The haunted house has since moved to a much larger space in a warehouse at RJB Construction, 588 Winsted Road, where the owners "literally make way for us for a month," Nevin said. It is returning this year for the first time since Nevin's diagnosis.
"I started with the cancer center but now I give them more just because I was a patient there and I know what it costs to actually go through cancer and it could financially ruin you," Nevin said.
Diana Gath of Torrington is a longtime friend of Nevin who has helped with the haunted house since day one. She described Nevin as a "character" with a strong personality and "a vast amount of friends and acquaintances" who are always willing to help him out.
"People never say no to Jonathan," Gath said, laughing.
She's with Nevin through every step of planning, but said "it's Jonathan's way or it's no way, and that's in a good sense. Nobody can do what he does."

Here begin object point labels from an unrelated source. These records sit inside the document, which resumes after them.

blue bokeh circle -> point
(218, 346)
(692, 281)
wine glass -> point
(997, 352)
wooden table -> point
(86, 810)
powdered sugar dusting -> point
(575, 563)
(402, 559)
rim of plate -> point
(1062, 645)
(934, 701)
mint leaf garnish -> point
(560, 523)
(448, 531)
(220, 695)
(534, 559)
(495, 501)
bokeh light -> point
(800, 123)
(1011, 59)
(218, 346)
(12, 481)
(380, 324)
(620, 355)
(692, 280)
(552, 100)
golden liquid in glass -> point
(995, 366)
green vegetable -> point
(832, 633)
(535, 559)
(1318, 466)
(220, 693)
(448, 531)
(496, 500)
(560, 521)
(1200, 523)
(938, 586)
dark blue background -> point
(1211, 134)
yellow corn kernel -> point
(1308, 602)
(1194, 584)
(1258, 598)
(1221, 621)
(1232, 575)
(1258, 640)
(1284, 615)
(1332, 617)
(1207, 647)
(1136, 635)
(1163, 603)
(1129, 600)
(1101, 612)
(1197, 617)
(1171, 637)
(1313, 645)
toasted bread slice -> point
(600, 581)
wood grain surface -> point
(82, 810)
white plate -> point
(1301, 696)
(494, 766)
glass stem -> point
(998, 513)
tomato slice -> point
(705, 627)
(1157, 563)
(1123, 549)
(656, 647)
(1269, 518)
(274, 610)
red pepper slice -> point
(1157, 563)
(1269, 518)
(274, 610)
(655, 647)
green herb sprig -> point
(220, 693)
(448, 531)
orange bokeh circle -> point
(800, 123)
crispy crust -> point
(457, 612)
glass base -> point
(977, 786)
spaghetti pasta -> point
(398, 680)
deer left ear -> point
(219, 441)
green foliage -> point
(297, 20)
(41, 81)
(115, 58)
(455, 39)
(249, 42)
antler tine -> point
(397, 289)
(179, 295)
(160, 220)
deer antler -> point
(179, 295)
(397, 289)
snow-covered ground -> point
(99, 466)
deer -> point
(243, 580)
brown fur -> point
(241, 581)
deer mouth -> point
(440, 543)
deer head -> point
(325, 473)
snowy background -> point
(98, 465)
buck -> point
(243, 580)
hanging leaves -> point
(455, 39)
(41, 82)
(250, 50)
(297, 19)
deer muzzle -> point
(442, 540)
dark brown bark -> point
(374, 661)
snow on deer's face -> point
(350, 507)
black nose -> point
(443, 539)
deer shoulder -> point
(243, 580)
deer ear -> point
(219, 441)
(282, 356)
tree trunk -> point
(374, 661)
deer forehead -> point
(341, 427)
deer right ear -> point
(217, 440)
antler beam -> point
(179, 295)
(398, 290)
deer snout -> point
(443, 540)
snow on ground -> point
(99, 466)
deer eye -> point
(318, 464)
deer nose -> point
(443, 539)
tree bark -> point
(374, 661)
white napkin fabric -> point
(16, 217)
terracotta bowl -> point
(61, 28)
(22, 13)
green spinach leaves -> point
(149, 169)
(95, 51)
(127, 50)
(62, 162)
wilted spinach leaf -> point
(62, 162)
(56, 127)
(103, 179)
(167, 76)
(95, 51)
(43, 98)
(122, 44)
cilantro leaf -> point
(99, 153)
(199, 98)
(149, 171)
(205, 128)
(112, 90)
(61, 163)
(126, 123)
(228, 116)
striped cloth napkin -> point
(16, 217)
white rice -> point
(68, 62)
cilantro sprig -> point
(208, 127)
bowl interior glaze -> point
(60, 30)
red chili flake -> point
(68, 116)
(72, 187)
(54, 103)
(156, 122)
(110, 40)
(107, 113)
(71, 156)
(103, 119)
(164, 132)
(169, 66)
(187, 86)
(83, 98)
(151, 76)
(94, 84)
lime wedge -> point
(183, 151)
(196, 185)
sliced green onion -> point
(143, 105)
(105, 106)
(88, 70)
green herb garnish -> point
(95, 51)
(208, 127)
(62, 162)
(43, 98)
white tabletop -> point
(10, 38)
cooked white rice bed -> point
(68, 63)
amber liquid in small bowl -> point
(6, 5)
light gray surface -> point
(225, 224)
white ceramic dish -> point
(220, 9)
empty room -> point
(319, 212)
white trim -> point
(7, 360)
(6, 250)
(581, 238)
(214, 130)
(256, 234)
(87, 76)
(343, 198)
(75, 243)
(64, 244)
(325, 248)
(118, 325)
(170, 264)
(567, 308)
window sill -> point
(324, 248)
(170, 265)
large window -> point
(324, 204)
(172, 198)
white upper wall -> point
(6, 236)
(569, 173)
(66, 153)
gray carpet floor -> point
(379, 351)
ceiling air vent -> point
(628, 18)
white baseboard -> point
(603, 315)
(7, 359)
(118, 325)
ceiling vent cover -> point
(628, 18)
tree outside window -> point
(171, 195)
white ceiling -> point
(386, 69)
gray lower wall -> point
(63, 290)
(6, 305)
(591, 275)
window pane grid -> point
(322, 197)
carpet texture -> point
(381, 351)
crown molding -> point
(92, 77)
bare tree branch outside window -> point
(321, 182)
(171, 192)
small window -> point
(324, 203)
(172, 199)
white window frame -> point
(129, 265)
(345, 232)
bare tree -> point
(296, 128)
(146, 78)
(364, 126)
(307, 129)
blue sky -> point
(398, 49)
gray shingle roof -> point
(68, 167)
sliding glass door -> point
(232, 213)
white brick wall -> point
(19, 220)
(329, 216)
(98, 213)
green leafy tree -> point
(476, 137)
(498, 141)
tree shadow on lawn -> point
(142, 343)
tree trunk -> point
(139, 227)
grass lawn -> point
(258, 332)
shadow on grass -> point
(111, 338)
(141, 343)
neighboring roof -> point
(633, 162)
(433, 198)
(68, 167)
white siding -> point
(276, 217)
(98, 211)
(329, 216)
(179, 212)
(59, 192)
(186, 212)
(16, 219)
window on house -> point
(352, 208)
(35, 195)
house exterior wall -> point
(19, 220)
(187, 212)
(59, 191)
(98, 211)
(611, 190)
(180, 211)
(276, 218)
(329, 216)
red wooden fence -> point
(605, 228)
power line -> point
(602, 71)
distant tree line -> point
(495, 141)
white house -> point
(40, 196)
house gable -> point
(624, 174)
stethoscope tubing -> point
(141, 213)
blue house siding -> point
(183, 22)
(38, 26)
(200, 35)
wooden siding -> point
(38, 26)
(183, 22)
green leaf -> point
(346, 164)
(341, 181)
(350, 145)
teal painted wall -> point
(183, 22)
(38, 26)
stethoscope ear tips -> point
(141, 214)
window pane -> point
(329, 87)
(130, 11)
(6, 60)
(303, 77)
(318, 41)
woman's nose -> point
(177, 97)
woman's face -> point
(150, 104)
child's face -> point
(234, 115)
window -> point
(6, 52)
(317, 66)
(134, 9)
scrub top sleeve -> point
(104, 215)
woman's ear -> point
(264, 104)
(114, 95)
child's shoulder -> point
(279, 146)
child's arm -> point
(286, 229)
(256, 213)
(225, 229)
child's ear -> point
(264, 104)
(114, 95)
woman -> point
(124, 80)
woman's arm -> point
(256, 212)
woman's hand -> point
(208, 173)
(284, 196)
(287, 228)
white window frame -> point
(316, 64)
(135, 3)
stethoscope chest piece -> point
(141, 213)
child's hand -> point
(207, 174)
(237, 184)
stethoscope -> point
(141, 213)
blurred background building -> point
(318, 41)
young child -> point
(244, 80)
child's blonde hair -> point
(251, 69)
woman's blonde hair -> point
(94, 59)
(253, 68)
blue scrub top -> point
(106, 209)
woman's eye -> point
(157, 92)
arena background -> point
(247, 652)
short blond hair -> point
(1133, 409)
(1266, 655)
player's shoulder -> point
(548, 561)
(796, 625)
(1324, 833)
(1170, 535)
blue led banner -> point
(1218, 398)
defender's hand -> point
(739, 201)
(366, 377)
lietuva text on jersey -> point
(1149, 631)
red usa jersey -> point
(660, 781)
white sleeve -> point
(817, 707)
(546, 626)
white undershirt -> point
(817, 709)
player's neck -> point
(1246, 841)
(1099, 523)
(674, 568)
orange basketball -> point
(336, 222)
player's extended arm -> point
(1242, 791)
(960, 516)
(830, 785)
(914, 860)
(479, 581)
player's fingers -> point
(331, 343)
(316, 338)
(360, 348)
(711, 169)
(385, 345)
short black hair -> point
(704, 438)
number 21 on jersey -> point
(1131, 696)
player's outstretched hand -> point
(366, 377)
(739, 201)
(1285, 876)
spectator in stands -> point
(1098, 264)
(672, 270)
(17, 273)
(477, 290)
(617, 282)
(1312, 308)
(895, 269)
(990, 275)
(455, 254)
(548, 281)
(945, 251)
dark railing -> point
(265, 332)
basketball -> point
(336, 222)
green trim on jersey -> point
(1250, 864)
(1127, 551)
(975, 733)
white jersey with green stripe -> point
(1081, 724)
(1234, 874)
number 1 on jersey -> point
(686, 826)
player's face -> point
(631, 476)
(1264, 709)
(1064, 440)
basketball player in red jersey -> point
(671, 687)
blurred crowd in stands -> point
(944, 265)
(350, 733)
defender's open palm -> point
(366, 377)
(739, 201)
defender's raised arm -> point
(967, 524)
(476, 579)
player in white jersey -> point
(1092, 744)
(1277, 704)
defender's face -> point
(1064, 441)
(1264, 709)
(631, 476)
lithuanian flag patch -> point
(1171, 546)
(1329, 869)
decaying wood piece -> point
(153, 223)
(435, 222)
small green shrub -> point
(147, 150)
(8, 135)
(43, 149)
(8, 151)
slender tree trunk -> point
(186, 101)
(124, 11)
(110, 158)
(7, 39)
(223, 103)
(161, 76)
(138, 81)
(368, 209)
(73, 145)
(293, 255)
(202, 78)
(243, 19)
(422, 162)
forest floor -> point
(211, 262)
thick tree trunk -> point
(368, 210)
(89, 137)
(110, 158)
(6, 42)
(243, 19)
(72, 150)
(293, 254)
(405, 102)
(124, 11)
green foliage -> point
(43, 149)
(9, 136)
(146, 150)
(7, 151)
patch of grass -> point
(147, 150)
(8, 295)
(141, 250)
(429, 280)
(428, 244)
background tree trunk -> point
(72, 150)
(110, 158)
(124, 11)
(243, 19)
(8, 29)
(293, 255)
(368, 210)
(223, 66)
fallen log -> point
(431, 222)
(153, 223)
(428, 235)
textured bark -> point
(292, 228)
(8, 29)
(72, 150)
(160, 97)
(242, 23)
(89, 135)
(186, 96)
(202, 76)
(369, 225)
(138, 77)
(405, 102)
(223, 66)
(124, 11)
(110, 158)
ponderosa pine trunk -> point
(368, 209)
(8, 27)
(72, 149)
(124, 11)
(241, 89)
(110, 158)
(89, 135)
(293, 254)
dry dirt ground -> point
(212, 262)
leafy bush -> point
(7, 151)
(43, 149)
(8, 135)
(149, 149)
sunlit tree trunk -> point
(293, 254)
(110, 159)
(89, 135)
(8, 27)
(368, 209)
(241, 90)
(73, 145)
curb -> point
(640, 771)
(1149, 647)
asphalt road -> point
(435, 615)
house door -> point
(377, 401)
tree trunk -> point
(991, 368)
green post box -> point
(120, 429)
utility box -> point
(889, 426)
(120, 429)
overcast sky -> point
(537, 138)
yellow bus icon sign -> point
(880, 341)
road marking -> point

Planning for the haunted house begins a few months out, with Nevin gathering donations, handing out fliers and rounding up volunteers. There are typically 40 to 50 volunteers inside the haunted house and six outside. The Torrington Fire Department and the Torringford Volunteer Fire Department staff the event, and Nevin makes a donation to the volunteer department in exchange for its services. Like all the donations he makes, Nevin doesn't designate the funds, allowing the organization to decide how the money is spent.
During the monthlong process of turning RJB Construction from a warehouse to a haunted house, Nevin styles hair by day and builds and decorates by night. Gath said the layout and decorations are all conceptualized by Nevin and the product is better every year.
"He is the mastermind," Gath said. "He is Frankenstein." But unlike Mary Shelley's famous Frankenstein, Nevin doesn't just create the monsters, he creates the whole production. And with 30 rooms, mazes and hallways complete with cornstalks, strobe lights and 40 volunteer goblins, monsters and ghouls, that's no small feat.